Ottawa

Does the House want to change the rules for Question Period?

Debating the Calandra Rule
Aaron Wherry

House of Commons

At noon today, the House of Commons will turn its attention to the NDP’s proposal to implement a new rule for question period: specifically to empower the Speaker to cut off any response that is not relevant to the question asked. Debate will go through the afternoon, with a vote on the motion expected for tomorrow.

I’m told the Liberals will support the motion, but the government will not, presumably killing the motion unless some number of Conservative backbenchers decide to go their own way. (I don’t, at this point, have any insight into whether or not this will be considered any kind of free vote for Conservatives. Opposition motions are not to be confused with private members’ business: the latter might more generally be voted on freely, while the former generally involves party positions.) Government House leader Peter Van Loan will be up in the House at 12:30 p.m. to explain the government’s position.

Over the weekend, Gary Levy, former editor of Canadian Parliamentary Review, argued that the Speaker doesn’t need a new rule so much as he needs the courage to impose himself on the proceedings.

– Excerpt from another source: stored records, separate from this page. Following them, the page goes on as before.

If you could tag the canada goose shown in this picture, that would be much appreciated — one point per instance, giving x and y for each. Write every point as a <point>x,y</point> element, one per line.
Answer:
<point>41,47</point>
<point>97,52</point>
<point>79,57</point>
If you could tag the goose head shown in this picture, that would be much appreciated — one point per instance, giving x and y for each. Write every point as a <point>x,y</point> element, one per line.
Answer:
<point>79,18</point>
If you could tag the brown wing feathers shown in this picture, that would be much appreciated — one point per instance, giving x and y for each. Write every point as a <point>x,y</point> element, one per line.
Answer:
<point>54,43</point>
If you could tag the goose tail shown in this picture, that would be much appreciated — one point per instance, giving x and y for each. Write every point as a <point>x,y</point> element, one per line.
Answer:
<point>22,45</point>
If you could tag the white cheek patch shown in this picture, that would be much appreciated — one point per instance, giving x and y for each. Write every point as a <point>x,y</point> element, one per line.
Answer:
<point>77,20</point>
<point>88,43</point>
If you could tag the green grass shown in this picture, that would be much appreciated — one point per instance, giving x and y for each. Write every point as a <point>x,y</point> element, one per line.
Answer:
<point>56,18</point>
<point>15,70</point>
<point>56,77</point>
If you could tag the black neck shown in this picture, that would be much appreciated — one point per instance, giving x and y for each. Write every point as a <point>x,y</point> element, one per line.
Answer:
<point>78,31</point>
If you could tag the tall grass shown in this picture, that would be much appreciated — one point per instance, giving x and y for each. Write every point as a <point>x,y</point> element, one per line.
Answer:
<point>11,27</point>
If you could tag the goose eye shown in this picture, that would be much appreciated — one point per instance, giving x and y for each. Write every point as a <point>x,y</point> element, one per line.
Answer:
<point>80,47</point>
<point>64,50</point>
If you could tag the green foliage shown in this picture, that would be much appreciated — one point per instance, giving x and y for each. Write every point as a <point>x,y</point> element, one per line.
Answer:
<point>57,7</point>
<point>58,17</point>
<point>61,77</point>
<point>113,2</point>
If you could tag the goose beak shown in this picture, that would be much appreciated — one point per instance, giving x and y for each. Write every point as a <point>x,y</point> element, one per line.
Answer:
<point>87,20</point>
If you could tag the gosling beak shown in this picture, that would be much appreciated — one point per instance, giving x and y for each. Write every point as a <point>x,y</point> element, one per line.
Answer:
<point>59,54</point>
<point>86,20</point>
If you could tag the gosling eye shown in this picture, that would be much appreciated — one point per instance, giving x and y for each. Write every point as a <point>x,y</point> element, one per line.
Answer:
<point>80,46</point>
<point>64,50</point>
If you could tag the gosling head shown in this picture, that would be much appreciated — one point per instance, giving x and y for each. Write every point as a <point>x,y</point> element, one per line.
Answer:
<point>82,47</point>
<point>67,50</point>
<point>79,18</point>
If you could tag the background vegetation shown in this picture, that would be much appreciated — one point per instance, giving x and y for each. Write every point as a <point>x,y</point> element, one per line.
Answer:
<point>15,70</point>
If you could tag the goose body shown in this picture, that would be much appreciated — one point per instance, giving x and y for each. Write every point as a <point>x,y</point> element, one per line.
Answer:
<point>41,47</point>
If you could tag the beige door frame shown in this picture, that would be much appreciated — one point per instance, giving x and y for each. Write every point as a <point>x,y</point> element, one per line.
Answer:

During a famous filibuster over the flag bill in the 1960s Speaker Alan Macnaughton used his discretion to split a motion into two parts and have two votes, thereby ending the filibuster. At the time, the Speaker did not have any authority under the rules to split motions but he did so under his general discretionary authority. What seems to be lacking among recent Speakers is not authority under the Standing Orders but the wisdom to understand their role and the courage to act.

Levy also drew a line he’d like to see enforced.

The problem is not that ministers sometimes obfuscate or are unwilling to answer certain questions. The real problem is the growing trend whereby ministers and parliamentary secretaries (who should not be answering at all but that is another issue) are answering questions by posing their own questions back on the Opposition. Ask Stephen Harper a question about electoral fraud and if you are an NDP member you get back a question about NDP constituency office spending. Ask him about the Senate scandal and if you are a Liberal you get back a question about sponsorship…

This trend of the government asking questions of the Opposition has been going on for years. It flies in the face of a basic convention whereby a government answers to the Opposition but not vice versa. Question period is not a two way street. A good Speaker could and should put an end to the government questioning the Opposition. A strong statement followed by an ejection or two would do the trick.

I think I’m with Gary on both those points. Were anything like the NDP motion to pass, it would be very interesting to see how Andrew Scheer applied the new rule—particularly whether he enforced it stringently enough to satisfy opposition MPs and observers.

For the sake of comparison, Radical Centrist goes through the standing orders of Australia and New Zealand respectively to review how questions and answers are dealt with by our Westminster cousins. New Zealand seems most stringent on this issue of relevancy.